三年処暑/言葉の違い
「前」と「後」の前後関係を考えてみる。「前を向こう」「後ろを向くな」という言葉にも現れている通り、「前」は未来を、「後」は過去を示す。しかし「前に行った」「後で行く」といえば「前」は過去を、「後」は未来を示す。過去、現在、未来は時間軸を絶対的な基準としているが、前、後は相対的なものだ。従って、逆さに使うことができる。「前のことは忘れて、前を向きなさい。」
「左」と「右」もまた曖昧なものだ。中学生の頃、理科を学んでいて心臓の左右方向に混乱したのを覚えている。また、そもそも左右をすぐさま判断できない人がいると聞く。確かに、当然の共通認識と思い込んでいるが絶対的な基準はない。各辞書の語釈を比べてみると面白い。東西南北やアナログ時計、漢字の書き順、辞書自身のページ番号と、さまざまな説明が試みられている。
「99」と「100」の差は1である。「73」と「74」の差も1だ。ここに数学的な違いはなく、科学的分析においても当然違いはない。しかしあらゆる場面、株式市場や感染症対策といった淡々とした分析が求められる状況でさえ、われわれは十進法上の切りのいい数値に意味を持たせがちだ。客観的説明のために数字を用いているはずが、言葉として捉えているのである。
「得る」と「失う」は、現象として見れば全く同義だと思う。何かを得た時、何かを失っている。逆も然り。力学的エネルギーは保存される。では、なぜ人は喪失感に苛まれるのだろうか。もちろん、人の感情は現象全体を基準としているのではなく、自分自身を基準としているからだ。それが言葉の違いにも反映される。
「暑い」と「寒い」には、季節がもたらす豊かさが含まれていたはずだ。時には慈しみ、時には警戒する。しかし、この頃は「暑い」も「寒い」も同様にただ「不快」を示してはいないだろうか。無思考な快適さだけを求め、いずれは暑い、寒いの区別もなくなり、ただ「快」と「不快」の言葉だけで事足りてしまうのかもしれない。その兆候となる言葉が「エモい」だ。「感情が揺れ動いた」という内的現象自体を表現しているわけだが、そのままで言葉が成立するとは。本来、その内的現象の内容を表現するのが言葉ではなかったか。

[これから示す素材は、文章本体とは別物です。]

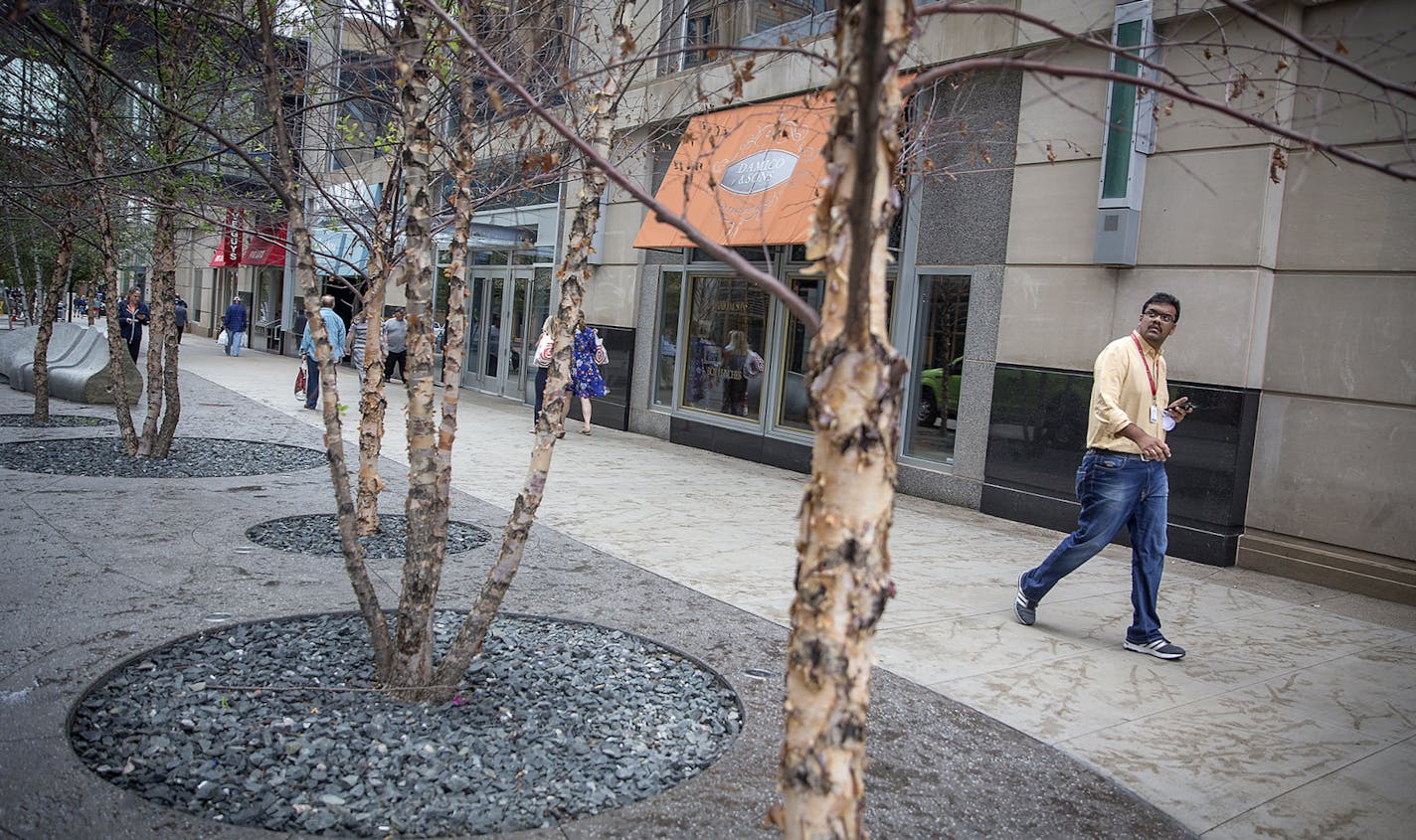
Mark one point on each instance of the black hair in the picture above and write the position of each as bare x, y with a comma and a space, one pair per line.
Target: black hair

人は言葉を通して考えており、考えている以上は言葉によって物事を捉えている。言葉によって、感情や現象は固定化するのである。もし違う言葉になってしまうなら、いっそ言葉にはせず、そのままにしておいた方がいいのかもしれない。正しい言葉を用いなければ、元々の感情や現象の意味内容が変わってしまうのだから。